The trial court made the following findings of fact regarding the authorized treating physician:
“That [Massey] has paid all reasonable and necessary medical expenses associated with [Sheppard’s] compensable injuries to date. The court further finds that Dr.Page 686
John Smith is not the authorized treating physician, and though [Massey] has paid some of his bills for treatment of [Sheppard] subsequent to the release by Dr. George, such payments were without waiver of the right to contest Dr. Smith’s status as the authorized treating physician. The court finds Dr. Randolph George is [Sheppard’s] authorized treating physician. In the event that Dr. George is not willing to continue [Sheppard’s] medical care and treatment (as he has indicated in his final examination of [Sheppard] ), the court orders [Massey] to designate an authorized treating physician for [Sheppard’s] continued medical management and prescriptions. Finally, the court finds that [Sheppard’s] physical therapist recommended that [Massey] provide [Sheppard] with a treadmill or exercise cycle for cardiovascular conditioning. [Massey] elected to provide an exercise cycle. [Sheppard] testified that he already owned an exercise cycle. Accordingly, [Massey] is not now responsible for providing [Sheppard] with a treadmill, or any other appliance prescribed by Dr. Smith.

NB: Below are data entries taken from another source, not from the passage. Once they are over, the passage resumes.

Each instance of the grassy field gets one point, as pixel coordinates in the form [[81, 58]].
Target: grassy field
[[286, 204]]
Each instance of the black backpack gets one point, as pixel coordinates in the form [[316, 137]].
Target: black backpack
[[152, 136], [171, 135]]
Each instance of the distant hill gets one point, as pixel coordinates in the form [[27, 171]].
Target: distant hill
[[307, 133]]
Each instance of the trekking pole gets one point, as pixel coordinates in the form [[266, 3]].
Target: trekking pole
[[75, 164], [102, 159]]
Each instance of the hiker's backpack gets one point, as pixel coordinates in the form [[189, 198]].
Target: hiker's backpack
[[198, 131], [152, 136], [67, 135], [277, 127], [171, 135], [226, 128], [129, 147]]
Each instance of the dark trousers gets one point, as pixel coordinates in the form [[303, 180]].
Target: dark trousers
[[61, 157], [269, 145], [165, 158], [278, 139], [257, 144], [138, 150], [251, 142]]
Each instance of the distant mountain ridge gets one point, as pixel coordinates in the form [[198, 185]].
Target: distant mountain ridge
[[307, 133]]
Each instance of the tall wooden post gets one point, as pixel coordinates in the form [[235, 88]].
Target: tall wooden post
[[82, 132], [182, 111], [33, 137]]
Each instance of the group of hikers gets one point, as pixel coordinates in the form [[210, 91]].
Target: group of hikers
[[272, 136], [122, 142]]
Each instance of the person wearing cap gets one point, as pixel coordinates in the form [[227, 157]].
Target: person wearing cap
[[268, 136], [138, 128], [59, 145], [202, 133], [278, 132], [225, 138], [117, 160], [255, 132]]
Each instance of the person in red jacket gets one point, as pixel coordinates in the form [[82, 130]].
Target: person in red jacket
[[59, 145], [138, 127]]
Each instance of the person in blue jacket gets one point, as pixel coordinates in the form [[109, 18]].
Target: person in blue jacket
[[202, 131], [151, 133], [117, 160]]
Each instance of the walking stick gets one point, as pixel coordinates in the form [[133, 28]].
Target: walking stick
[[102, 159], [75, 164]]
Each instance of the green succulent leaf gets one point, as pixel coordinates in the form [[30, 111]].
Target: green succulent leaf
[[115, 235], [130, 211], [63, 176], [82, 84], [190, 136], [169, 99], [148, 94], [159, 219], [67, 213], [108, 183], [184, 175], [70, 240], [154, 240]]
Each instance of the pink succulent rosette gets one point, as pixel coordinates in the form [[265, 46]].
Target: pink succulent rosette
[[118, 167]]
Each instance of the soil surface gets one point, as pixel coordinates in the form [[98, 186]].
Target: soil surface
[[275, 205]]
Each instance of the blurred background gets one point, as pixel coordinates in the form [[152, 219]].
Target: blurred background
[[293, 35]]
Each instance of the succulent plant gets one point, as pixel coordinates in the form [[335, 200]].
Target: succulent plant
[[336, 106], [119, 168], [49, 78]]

“That [Sheppard] is entitled to future medical treatment, care and management by [Massey’s] authorized treating physician, Dr. George or another physician as designated by [Massey], at [Massey’s] expense so long as said treatment is directly related to [Sheppard’s] compensable injury, is reasonable, necessary, and performed by the authorized treating physician.”
(Emphasis in the original.)
We find no error or abuse of discretion. The trial court essentially ordered the parties to follow the proper procedures for choosing a physician to oversee Sheppard’s future medical treatment, to which the trial court determined Sheppard was entitled. No evidence in the record indicates that Massey ever consented to having Sheppard’s family physician, Dr. Smith, as the authorized treating physician. Also, no evidence in the record indicates any of the four circumstances that would justify bypassing the requirement that Massey authorize a treating physician.
Massey paid Dr. Smith’s bills, but it made it clear that in doing so it was not agreeing that Dr. Smith was the authorized treating physician and was not waiving its legal right to choose the authorized treating physician for Sheppard’s future medical care. The trial court’s order properly allows Massey to exercise that right. There is no reason to reverse as to this issue.
The judgment is affirmed.
ROBERTSON, P.J., and YATES, CRAWLEY, and THOMPSON, JJ., concur.